Antonelli G, Currenti M, Turriziani O, Dianzani F
Institute of Virology, University, La Sapienza, Rome, Italy.
J Infect Dis. 1991 Apr;163(4):882-5. doi: 10.1093/infdis/163.4.882.
The frequencies of antibody development so far reported in patients treated with different interferons (IFNs) are not readily comparable because of differences in treatment regimens and assay methods. Thus the frequency of neutralizing antibody development was analyzed in a large sample of sera derived from a relatively homogeneous group of patients treated with different IFN-alpha preparations. The frequency of developing neutralizing antibody to IFN varied according to the IFN given. Particularly, the seroconversion frequency was significantly higher in patients treated with recombinant IFN-alpha 2a (20.2%) than in patients treated with either recombinant IFN-alpha 2b (6.9%) or IFN-alpha N1 (1.2%), a lymphoblastoid IFN-alpha. Furthermore, sera obtained from patients treated with either recombinant IFN neutralized both types of recombinant IFNs but failed to neutralize IFN-alpha N1.

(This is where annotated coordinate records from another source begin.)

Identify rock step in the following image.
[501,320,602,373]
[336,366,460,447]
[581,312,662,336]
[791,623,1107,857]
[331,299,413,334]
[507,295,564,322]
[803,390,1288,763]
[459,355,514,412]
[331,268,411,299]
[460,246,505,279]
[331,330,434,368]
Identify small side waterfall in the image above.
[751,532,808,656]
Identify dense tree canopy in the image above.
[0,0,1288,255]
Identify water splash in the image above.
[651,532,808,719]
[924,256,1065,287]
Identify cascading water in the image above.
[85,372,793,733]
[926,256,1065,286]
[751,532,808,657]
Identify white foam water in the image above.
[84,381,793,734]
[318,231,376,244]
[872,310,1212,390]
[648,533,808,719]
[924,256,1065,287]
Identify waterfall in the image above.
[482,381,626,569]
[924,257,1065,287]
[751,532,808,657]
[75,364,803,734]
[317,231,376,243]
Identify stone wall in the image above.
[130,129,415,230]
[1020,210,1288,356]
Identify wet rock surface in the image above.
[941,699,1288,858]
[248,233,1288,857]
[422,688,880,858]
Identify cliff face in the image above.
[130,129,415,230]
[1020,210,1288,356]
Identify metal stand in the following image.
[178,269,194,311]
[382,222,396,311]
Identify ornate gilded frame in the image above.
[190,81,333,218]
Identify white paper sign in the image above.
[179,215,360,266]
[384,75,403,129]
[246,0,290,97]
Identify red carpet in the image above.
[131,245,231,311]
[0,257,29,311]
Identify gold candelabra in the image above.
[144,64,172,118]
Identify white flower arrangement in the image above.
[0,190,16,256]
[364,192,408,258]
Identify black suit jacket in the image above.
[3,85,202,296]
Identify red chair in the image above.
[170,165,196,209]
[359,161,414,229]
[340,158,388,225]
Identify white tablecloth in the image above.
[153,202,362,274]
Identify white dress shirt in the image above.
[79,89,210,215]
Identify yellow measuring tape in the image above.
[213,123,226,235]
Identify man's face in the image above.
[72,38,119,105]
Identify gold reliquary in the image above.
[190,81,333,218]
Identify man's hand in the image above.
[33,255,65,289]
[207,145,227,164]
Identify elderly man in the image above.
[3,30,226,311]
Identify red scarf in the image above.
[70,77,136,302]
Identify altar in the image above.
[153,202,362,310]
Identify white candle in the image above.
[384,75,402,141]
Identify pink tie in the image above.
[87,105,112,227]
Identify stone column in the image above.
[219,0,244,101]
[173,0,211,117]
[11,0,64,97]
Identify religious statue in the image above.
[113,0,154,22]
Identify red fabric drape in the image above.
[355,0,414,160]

由于治疗方案和检测方法的差异,目前报道的接受不同干扰素(IFN)治疗的患者中抗体产生的频率难以直接比较。因此,对来自接受不同α-干扰素制剂治疗的相对同质患者群体的大量血清样本进行了中和抗体产生频率的分析。产生针对IFN的中和抗体的频率因所给予的IFN而异。特别是,接受重组α-干扰素2a治疗的患者(20.2%)的血清转化率显著高于接受重组α-干扰素2b(6.9%)或淋巴母细胞样α-干扰素N1(1.2%)治疗的患者。此外,接受任何一种重组干扰素治疗的患者的血清可中和两种重组干扰素,但不能中和α-干扰素N1。